Artist Statement

 
            As a child, I grew up in two homes. One of which was plagued by child abuse and domestic violence against women. The other was a wholesome home, in which morality and kindness were stressed. I frequented both homes, the violent and volatile on Tuesdays, Thursdays and every other weekend. So, inevitably, growing up, I was a frequent victim of abuse at the hands of my father. Having the ability to go back to a "good" home gave me the gift of recognizing from a very early age what was right and wrong on a moral level. This was only magnified by the childhood adversities I confronted until I was fourteen. When I was fourteen a few things happened that directly influenced everything pertaining to my life and work. My father was arrested, my grandfather (a man that filled in the void my father never filled) died, and I became religious. In religion, I found a temporary escape which enabled me to find art, it enhanced my views on morality, and most importantly, it gave me an insatiable spirituality.

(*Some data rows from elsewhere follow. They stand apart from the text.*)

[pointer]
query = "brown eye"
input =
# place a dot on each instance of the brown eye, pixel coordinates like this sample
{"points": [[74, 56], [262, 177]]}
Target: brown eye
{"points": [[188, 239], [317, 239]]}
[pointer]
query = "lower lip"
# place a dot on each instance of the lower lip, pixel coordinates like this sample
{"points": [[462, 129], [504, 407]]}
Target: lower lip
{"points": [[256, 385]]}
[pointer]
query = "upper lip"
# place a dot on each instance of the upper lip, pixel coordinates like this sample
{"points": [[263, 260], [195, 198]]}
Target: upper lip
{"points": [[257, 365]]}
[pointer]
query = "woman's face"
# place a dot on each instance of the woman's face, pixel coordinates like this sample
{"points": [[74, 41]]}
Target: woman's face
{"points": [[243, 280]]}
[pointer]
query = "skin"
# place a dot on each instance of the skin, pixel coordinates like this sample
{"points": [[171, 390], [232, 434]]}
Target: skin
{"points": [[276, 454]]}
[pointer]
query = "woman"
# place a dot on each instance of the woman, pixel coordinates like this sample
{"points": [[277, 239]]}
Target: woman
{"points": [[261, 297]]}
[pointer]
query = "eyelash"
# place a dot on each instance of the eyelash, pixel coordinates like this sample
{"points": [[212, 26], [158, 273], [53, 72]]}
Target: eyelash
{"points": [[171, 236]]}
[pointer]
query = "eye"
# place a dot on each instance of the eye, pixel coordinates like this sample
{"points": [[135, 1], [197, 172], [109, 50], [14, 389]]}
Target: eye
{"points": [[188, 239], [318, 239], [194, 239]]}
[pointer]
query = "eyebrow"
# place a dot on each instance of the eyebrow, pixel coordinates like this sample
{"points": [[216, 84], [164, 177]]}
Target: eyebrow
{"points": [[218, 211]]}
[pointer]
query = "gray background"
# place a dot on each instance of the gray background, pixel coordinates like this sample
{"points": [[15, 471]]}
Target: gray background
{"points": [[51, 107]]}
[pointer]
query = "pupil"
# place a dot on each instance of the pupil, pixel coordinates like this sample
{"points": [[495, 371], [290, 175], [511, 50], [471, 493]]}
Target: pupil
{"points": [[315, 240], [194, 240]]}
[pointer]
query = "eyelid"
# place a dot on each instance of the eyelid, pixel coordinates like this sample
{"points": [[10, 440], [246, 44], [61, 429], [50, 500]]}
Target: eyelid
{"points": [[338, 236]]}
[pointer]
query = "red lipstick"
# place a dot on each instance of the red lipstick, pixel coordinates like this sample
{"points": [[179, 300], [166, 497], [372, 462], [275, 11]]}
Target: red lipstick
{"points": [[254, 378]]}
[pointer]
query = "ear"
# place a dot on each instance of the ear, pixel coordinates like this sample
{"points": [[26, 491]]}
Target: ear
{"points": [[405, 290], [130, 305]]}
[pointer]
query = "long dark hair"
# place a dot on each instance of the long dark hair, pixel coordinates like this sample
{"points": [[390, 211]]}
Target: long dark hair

            I am highly in tune with the historical process in which I create my paintings and artwork. I begin by painting the canvas black and slowly pulling out the light. This process is extremely important to the meaning of the work. Dark can represent many things, for me they are evil, moral bankruptcy, and my father. So by painting the surface totally dark, I am acknowledging this evil and immorality that surrounds me. However, as we all do, in each painting, and each experience, I begin to find my own sense of light, my own sense of G-d as I push through the darkness of the painting. In these paintings light is representative of the good, G-d, love, and my mother. And so, in each painting, I have to essentially re-discover and evaluate the light and all of its implications. Even in all of the darkness, the light always prevails.

            In my work, I tend to focus on a few key topics that I touched on above; faith, mortality, morality and lineage. All of these things stem out of my experiences as a child and as an adult and so my work begins to represent my life. Through these representations, I gain a higher understanding of myself and my relationship with G-d, as well as a sort of catharsis. I find peace of mind in the details of painting. Creating these works has, and I hope continues to be, an act of meditation, self-exploration, piety and prayer.